- Location: Ravalli County, Montana, United States
- Nearest town: Darby, Montana
- Coordinates: 45°40′53″N 114°18′03″W﻿ / ﻿45.68139°N 114.30083°W
- Area: 23 acres (9.3 ha)
- Elevation: 4,754 ft (1,449 m)
- Designation: Montana state park
- Established: 1963
- Visitors: 16,747 (in 2023)
- Administrator: Montana Fish, Wildlife & Parks
- Website: Painted Rocks State Park

= Painted Rocks State Park =

State park in Montana, United States

Painted Rocks State Park is a public recreation area located at the southern end Painted Rocks Reservoir, 24 mi south of Darby, Montana. The state park received its name from the green, yellow and orange lichens which cover the grey and black rock walls of the granite and rhyolite cliffs. The park has Bortle scale class 1 skies which makes the state park a great place for astronomy as it is far away from light pollution.

==History==
The reservoir is in the West Fork Valley of the Bitterroot Mountains, which was an important place for the Bitterroot Salish people.
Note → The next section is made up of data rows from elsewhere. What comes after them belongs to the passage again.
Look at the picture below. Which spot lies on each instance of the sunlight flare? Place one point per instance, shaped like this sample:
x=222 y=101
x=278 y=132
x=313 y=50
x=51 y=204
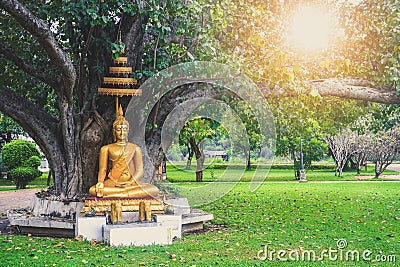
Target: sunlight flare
x=311 y=29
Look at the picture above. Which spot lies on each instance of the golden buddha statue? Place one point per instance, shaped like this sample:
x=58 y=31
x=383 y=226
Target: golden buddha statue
x=123 y=179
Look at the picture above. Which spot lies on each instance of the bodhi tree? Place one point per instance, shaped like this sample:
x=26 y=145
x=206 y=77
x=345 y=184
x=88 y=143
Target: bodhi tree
x=55 y=52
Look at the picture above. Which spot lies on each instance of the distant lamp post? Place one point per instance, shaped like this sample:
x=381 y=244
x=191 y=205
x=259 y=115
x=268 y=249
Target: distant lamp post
x=302 y=177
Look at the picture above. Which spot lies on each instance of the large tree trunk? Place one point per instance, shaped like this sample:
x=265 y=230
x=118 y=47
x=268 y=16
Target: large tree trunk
x=189 y=161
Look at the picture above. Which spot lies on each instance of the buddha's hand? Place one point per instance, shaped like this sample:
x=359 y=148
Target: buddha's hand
x=124 y=184
x=100 y=189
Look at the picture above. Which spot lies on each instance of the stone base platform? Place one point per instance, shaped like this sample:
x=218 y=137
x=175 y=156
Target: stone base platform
x=37 y=220
x=102 y=205
x=25 y=223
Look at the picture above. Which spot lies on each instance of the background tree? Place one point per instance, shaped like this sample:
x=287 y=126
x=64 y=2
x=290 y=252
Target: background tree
x=9 y=130
x=54 y=54
x=193 y=134
x=342 y=146
x=22 y=160
x=385 y=149
x=362 y=150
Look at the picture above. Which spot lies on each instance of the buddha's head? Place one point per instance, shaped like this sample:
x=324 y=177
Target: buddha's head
x=120 y=127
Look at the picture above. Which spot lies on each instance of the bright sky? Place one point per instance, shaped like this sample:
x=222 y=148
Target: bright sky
x=311 y=29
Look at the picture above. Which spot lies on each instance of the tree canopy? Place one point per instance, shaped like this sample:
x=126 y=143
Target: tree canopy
x=54 y=53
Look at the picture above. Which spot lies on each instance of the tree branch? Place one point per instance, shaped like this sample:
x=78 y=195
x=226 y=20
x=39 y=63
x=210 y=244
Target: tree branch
x=358 y=89
x=41 y=31
x=27 y=68
x=40 y=125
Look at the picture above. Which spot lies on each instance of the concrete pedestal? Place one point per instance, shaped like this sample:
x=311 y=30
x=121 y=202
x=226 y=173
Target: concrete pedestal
x=172 y=221
x=90 y=228
x=137 y=234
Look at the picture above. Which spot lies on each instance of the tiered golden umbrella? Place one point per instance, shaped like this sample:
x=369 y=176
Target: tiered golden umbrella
x=118 y=81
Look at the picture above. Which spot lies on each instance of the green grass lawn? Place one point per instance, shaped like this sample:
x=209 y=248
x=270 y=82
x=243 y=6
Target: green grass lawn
x=326 y=172
x=290 y=217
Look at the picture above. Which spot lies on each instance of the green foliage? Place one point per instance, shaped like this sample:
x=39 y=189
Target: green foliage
x=22 y=161
x=23 y=175
x=17 y=152
x=9 y=129
x=32 y=162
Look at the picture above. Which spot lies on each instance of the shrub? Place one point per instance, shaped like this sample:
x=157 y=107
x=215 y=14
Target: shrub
x=17 y=152
x=23 y=175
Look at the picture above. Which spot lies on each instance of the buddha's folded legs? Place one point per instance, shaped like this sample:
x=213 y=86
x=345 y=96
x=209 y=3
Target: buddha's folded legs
x=140 y=190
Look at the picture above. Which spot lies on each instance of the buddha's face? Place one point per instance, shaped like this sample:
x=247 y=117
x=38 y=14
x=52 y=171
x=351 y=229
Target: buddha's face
x=121 y=132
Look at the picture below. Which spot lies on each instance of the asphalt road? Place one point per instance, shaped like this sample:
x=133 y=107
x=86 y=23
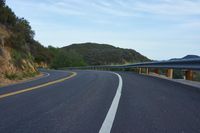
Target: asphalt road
x=92 y=101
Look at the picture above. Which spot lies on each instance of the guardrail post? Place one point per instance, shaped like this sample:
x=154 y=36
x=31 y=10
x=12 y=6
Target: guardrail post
x=189 y=75
x=169 y=73
x=147 y=71
x=140 y=70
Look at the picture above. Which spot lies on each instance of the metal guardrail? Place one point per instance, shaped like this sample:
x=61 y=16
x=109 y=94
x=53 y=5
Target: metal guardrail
x=188 y=64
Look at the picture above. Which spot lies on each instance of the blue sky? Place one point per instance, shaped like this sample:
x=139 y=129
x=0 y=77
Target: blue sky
x=159 y=29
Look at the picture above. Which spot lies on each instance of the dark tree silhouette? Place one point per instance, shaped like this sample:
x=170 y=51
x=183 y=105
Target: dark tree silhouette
x=2 y=2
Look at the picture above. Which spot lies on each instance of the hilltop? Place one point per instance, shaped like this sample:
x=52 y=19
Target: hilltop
x=104 y=54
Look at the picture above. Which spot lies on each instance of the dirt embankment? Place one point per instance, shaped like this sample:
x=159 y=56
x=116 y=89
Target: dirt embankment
x=12 y=70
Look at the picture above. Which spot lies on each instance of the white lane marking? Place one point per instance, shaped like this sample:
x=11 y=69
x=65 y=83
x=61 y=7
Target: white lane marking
x=108 y=122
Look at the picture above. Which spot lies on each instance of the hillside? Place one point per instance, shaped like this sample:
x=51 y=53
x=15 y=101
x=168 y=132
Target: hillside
x=103 y=54
x=19 y=52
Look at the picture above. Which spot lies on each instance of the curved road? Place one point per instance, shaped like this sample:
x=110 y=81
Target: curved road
x=98 y=101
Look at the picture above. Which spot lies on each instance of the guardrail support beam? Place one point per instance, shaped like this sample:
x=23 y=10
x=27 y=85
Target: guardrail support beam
x=169 y=73
x=156 y=71
x=147 y=71
x=189 y=75
x=140 y=70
The reservoir was created with the impoundment of the West Fork of the Bitterroot River in 1939. The park was created in 1963.

==Wildlife==
The park is home to elk, mule deer, white-tailed deer, black bear, and moose. In the 1980s, bighorn mountain sheep and peregrine falcons were reintroduced to the area. The reservoir is a stopping ground for waterfowl during spring and autumn migrations. Residential birds include osprey, great blue heron, spotted sandpiper and bald eagles.

== Activities ==
The park offers outdoor activities such as bird watching, boating, camping, fishing, canoeing, hiking, photography, picnicking, swimming, and wildlife viewing.